The function $ f : \mathbb C^{2\times1} \rightarrow \mathbb C^{2\times1}$ is a conjugate linear transformation and has a coordinate matrix $ <\mathbf E^{*}, f(\mathbf E)>=E_2$ in respect to standard basis $ \mathbf E$ of $\mathbb C^{2\times1}$. Further, a basis $B=(b_1, b_2)$ (of $\mathbb C^{2\times1}$) is given, with:
$$ b_1= \begin{pmatrix} 0\\ -i \\ \end{pmatrix} $$
$$ b_2= \begin{pmatrix} -i\\ 1+i \\ \end{pmatrix} $$
We are supposed to calculate the coordinate matrix of the function in respect to $B$ and to verify if a composite function $f\circ f=f^2$ is also a conjugate linear transformation, or a simple linear one?
I thought of multiplying the coordinate matrix of a function $f$ with itself in order to obtain a matrix of $f\circ f$ and then to multiply this what I got with a generic vector in $\mathbb C^{2\times1}$ such as: $$ b_2= \begin{pmatrix} a+bi\\ c+di \\ \end{pmatrix} $$
to see if i get the conjugate complex function, but I don't know if that's the answer I'm looking for.

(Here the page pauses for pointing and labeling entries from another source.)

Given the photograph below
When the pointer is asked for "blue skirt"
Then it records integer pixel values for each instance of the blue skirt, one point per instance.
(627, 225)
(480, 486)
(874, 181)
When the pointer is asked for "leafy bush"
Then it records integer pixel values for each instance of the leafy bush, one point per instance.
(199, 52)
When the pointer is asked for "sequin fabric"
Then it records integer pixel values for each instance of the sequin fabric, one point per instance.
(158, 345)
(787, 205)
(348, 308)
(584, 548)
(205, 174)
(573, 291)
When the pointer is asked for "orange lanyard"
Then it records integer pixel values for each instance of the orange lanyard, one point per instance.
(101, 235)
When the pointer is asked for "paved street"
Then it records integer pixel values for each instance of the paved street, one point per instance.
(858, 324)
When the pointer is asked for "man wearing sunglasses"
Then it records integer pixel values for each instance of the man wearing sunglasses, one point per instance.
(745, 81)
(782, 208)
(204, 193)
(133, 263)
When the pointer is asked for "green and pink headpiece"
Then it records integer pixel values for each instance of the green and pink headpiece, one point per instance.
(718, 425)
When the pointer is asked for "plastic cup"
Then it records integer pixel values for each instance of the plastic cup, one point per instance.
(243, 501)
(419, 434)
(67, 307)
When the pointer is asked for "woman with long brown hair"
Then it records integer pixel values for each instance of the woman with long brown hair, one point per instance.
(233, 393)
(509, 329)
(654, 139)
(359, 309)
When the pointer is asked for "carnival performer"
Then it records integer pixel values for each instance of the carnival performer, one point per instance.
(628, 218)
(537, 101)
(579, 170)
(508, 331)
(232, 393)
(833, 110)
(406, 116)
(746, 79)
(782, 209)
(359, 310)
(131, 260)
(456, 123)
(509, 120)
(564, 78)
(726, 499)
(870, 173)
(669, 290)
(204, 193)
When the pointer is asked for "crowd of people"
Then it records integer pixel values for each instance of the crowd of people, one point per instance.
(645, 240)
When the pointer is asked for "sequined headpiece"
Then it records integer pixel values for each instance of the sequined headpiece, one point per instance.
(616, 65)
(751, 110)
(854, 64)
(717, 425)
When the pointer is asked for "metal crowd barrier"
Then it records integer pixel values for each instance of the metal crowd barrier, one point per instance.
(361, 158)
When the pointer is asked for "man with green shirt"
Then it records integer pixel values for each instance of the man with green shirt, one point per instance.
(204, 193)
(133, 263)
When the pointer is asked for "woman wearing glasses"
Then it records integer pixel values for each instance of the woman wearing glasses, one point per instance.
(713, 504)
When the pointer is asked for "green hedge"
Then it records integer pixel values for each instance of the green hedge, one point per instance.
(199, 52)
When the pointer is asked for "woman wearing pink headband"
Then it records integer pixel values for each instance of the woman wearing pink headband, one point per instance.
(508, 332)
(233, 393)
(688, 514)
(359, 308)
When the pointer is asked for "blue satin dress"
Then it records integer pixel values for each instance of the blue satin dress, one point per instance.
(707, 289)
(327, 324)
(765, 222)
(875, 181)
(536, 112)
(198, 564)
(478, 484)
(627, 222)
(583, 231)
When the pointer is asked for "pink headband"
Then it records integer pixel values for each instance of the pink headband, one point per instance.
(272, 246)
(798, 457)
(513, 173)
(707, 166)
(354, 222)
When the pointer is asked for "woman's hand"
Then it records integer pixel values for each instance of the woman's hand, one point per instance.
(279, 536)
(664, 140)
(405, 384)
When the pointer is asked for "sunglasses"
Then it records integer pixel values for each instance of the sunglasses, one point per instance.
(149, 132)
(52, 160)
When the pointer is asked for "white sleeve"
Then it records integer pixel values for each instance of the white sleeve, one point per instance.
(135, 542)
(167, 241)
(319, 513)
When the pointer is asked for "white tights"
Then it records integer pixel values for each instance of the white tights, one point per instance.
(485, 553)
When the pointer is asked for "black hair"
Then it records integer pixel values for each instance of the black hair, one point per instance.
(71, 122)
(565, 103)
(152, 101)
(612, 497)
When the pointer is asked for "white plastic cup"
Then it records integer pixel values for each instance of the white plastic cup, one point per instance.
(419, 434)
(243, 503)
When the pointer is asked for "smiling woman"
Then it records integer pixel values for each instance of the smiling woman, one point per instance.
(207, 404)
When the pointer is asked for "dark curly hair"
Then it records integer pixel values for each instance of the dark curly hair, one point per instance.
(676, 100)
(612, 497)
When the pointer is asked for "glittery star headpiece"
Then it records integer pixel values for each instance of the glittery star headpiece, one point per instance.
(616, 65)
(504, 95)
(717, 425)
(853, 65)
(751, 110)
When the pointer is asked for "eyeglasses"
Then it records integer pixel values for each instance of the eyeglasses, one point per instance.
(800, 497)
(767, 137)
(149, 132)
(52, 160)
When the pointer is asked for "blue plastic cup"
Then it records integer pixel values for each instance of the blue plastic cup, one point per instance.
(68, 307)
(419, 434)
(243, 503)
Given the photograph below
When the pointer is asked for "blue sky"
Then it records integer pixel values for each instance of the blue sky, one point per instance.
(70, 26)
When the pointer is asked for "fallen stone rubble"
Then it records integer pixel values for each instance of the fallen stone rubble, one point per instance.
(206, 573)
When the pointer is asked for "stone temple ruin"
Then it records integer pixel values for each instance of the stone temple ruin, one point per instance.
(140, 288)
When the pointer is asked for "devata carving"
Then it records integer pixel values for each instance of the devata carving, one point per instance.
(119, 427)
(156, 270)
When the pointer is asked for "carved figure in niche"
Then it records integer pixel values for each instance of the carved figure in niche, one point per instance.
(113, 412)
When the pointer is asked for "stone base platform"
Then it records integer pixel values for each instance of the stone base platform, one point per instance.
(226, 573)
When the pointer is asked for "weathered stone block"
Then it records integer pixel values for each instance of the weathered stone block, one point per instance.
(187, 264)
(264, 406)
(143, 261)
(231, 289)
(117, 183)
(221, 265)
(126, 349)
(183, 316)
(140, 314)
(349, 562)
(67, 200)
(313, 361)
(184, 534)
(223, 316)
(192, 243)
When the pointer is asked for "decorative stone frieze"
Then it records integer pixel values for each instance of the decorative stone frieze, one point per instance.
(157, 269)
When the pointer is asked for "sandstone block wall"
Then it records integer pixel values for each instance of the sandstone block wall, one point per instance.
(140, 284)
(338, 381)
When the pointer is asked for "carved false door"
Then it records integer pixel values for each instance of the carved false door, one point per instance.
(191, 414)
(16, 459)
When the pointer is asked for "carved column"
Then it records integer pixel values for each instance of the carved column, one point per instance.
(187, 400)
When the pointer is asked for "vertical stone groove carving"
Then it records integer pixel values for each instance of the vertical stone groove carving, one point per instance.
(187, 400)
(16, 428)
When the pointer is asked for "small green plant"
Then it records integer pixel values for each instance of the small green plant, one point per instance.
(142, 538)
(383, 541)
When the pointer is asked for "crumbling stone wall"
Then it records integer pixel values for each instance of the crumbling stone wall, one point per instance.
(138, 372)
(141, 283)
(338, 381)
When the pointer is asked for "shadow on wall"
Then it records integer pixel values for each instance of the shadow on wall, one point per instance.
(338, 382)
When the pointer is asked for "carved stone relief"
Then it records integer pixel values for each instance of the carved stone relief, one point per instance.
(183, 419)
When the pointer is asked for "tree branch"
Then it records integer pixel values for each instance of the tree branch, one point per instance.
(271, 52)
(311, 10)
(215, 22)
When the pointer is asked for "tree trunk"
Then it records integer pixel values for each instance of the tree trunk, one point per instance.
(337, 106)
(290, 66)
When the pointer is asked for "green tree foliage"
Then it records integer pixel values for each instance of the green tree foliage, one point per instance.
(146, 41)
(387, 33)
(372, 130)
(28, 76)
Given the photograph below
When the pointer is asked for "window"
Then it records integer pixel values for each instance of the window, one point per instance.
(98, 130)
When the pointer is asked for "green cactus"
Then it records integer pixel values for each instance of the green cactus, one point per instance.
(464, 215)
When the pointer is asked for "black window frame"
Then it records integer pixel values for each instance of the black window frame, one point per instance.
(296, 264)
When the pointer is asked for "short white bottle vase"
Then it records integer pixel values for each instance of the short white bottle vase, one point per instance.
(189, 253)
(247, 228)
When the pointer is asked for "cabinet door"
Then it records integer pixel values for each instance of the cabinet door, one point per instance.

You can check directly how the composition $f \circ f$ behaves. If $v \in \mathbb{C}^2$ and $a \in \mathbb{C}$ then
$$ (f \circ f)(a v) = f(f(av)) = f(\overline{a} f(v)) = \overline{\overline{a}} (f(f(v))) = a ((f \circ f)(v)). $$
This shows that the composition of an anti-linear map with itself is linear.